Además de compartir un férreo conservadurismo, López Aliaga y Lescano son los candidatos que mejor encarnan la opción populista. Con matices, por supuesto. Uno es de derecha y el otro de izquierda, uno es un bravucón, el otro un campechano, pero, al final, son lo que todo populista: inflamados vendedores de sueños de opio.
Y es que para el populismo lo de menos es el signo ideológico, su consigna es una sola: explotar el malestar de la población por la precarización de sus condiciones de vida y enfrentarla con unas supuestas élites políticas o económicas para así sacar provecho electoral.
En medio del desencanto generalizado, ese discursete enciende como reguero de pólvora y ambos lo saben. Cada uno, desde su trinchera, dice representar la reserva moral del país.

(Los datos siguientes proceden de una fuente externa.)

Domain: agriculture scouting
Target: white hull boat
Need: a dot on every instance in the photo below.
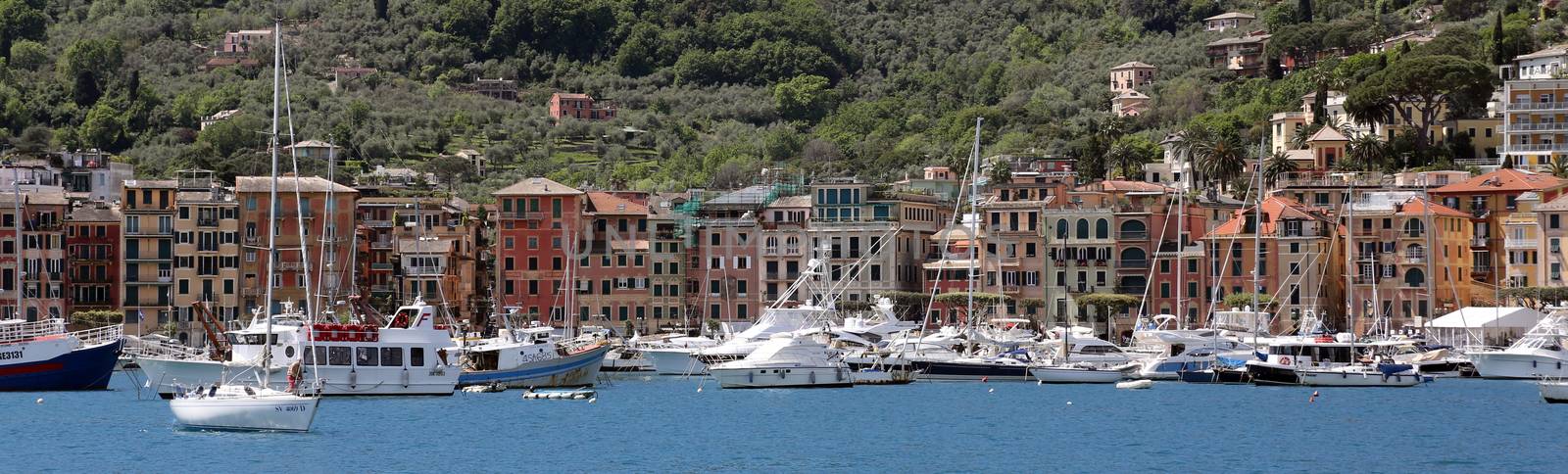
(1076, 374)
(1554, 391)
(784, 361)
(243, 408)
(1356, 375)
(674, 361)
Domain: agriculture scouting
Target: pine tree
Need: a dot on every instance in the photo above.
(1496, 39)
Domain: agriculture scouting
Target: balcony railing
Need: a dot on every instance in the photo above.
(1539, 106)
(423, 270)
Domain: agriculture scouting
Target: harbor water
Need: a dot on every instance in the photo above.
(648, 422)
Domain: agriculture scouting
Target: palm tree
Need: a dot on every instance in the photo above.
(1369, 153)
(1277, 166)
(1557, 166)
(1220, 158)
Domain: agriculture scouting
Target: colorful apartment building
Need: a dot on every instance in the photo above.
(33, 250)
(1411, 260)
(1490, 200)
(93, 245)
(537, 224)
(580, 107)
(148, 252)
(314, 218)
(1294, 258)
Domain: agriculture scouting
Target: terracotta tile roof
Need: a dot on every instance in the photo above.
(1275, 209)
(1556, 205)
(612, 205)
(1504, 181)
(1327, 134)
(1418, 206)
(537, 187)
(1131, 65)
(286, 184)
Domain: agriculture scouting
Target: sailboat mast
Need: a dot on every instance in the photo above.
(1258, 229)
(271, 213)
(974, 223)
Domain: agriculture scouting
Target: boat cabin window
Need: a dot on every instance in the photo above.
(366, 356)
(339, 356)
(405, 319)
(250, 339)
(314, 356)
(392, 356)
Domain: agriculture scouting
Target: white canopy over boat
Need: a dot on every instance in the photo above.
(1484, 325)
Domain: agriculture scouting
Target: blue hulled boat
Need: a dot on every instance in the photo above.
(44, 356)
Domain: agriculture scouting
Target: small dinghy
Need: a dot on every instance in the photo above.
(1141, 383)
(561, 395)
(485, 388)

López Aliaga, el empresario exitoso y el outsider impoluto que nos rescatará de la secta caviar y corrupta que ha tomado por asalto el Estado, con ayuda de la prensa mermelera y que lo quiere izquierdizar al son de Cuba. Ah, y que expulsará a Odebrecht (soslayando olímpicamente la independencia de la judicatura). Lescano, el congresista experimentado que se enfrentó a las mafias en el Congreso (incluyendo a la facción golpista de su partido) y que extirpará la corrupción del Estado y del empresariado envilecido.
Esta narrativa cuasi épica forma parte de un combo de propuestas populistas que, de aplicarse, nos conducirán a la deriva. Lescano nos ofrece poner topes a las tasas de interés, nacionalizar los recursos naturales o renegociar contratos mineros (aún no se decide) y desglobalizar la economía; es decir, renegociar los TLC para promover la industria nacional. La ola celeste viene también con tasas de interés baratitas nomás, sobre todo si eres buen pagador, y con la eliminación de monopolios, como el farmacéutico.
Por más patriota que suene el discurso, en una democracia no hay espacio para el populismo.